I am proud that members of our community, led by Professor Alina Das, are providing legal assistance to people detained at airports and others whose immigration status is now in doubt.  Our students and alumni likewise are organizing to offer legal assistance to those impacted.  Together, these members of the NYU Law community are helping to ensure that any new immigration policy is consistent with our constitutional values and is implemented lawfully.  We will also provide opportunities to discuss these issues on campus.  This Wednesday’s Forum will focus on the executive order and will feature analysis and commentary by Professors Adam Cox, Alina Das, and Nancy Morawetz.
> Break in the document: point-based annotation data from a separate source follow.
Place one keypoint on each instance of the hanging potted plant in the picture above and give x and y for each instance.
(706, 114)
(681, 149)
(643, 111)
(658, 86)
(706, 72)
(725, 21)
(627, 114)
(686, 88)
This is a time of uncertainty and fear for many.  For the time being, we recommend that members of the NYU Law community from the seven countries named in the order who are in the United States on a visa, or who are lawful permanent residents here, do not travel outside the country.  If you have any concern about how the executive order could impact you, please contact our Immigrant Rights Clinic’s Immigrant Defense Initiative or NYU’s Office of Global Services.  Our Office of Student Affairs and Office of Graduate Affairs can also offer guidance and support.  And, as ever, please feel encouraged to call the Wellness Center for counseling if you need it.